Doctors are philosophically split on the issue of physician-assisted suicide, just as they are on issues like abortion. It’s fine to have these differences as long as they don’t interfere with the job we signed up for — taking care of patients.
I take care of end-of-life patients every day. I have patients who cling to life despite incredible incapacity and physical pain. Others with incurable illness may not be that physically disabled yet, but they see the handwriting on the wall and don’t want to experience what they see as a horrible end to their lives.
As their physician it’s not my responsibility to make the decision about ending life for them. It is my responsibility to be their advocate, helping them to understand what the nature of their disease is and the treatment options available.
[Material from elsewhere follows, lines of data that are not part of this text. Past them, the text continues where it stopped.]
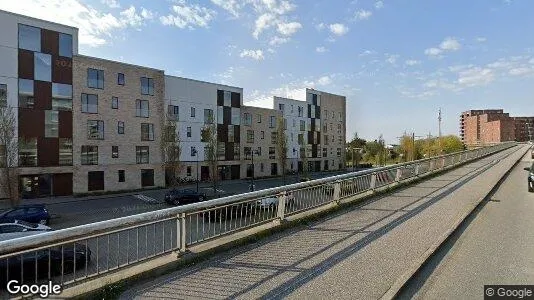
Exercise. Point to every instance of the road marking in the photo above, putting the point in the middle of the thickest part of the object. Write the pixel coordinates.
(146, 198)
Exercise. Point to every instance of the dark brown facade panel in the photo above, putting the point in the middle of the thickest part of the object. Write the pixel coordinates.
(62, 184)
(26, 63)
(61, 69)
(49, 42)
(31, 123)
(65, 124)
(48, 154)
(42, 94)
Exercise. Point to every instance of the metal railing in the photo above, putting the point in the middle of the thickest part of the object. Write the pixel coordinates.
(73, 255)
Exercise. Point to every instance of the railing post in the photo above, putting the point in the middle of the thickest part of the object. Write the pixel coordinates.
(281, 206)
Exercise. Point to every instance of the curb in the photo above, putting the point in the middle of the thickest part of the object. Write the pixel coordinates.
(402, 281)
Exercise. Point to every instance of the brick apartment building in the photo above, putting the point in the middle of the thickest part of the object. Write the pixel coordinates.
(488, 126)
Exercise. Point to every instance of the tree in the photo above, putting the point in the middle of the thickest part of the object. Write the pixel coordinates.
(281, 146)
(171, 150)
(8, 153)
(209, 136)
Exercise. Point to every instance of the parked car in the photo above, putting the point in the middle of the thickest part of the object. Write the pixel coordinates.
(22, 226)
(71, 256)
(35, 213)
(530, 178)
(185, 196)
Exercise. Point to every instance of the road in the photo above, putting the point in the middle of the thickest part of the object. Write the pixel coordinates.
(355, 254)
(496, 247)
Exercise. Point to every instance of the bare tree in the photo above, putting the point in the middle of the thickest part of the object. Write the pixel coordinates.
(209, 136)
(8, 153)
(281, 146)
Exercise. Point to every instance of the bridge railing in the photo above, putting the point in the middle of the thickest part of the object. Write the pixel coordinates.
(73, 255)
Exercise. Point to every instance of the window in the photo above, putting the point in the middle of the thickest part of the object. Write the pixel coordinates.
(122, 177)
(95, 130)
(28, 152)
(274, 137)
(120, 79)
(142, 154)
(95, 78)
(65, 45)
(114, 151)
(29, 38)
(147, 86)
(114, 102)
(42, 67)
(89, 155)
(120, 127)
(147, 132)
(61, 96)
(247, 119)
(90, 103)
(250, 136)
(141, 108)
(65, 152)
(272, 121)
(51, 123)
(26, 99)
(208, 116)
(272, 152)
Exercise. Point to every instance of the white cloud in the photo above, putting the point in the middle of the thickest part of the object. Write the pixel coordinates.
(288, 29)
(254, 54)
(412, 62)
(278, 41)
(111, 3)
(95, 27)
(338, 29)
(363, 14)
(379, 4)
(188, 16)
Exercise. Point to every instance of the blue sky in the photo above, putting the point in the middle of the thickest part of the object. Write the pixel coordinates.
(397, 61)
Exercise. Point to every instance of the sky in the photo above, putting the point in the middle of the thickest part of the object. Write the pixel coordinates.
(397, 61)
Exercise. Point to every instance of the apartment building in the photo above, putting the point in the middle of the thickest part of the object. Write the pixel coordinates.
(117, 125)
(193, 105)
(36, 81)
(258, 142)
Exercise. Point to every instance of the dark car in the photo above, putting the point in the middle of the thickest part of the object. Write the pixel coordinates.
(36, 213)
(37, 263)
(530, 180)
(185, 196)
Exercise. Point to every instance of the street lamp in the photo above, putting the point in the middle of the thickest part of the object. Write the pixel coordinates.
(194, 152)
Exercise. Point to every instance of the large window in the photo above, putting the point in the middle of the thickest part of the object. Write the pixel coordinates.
(147, 86)
(95, 130)
(95, 78)
(90, 103)
(42, 67)
(29, 38)
(26, 99)
(65, 45)
(61, 96)
(147, 132)
(51, 123)
(89, 155)
(142, 154)
(28, 152)
(65, 152)
(141, 108)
One of the options, I believe, is to throw in the towel.
That doesn’t mean that it’s the best option, but right now in Colorado it’s not an option at all.
The law says I have to stand by the bedside of my patient with an abdomen swollen to obscene proportions from end-stage liver disease and simply watch until he eventually vomits enough blood to exsanguinate. There’s something wrong here.
Assuming my patient says he’s tired of this existence and wants to end it, telling him that he has to stick it out until the grim reaper decides to amble by one day in the indefinite future is cruel in the extreme.
Some argue that hospice care keeps such a patient comfortable, but lying in that pool of desolation taking narcotics is not what most of us would see as comfortable. We wouldn’t allow one of our pets to endure such misery, and yet we deny the same surcease to our fellow humans.
Since Brittany Maynard’s death, more states, including Colorado, are pursuing “death with dignity” statutes. It can’t come too soon for me.
Bill Wright, M.D.
My thanks to Dr. Wright. We probably should listen closely to physicians who will see us through to the other end, whatever that might be.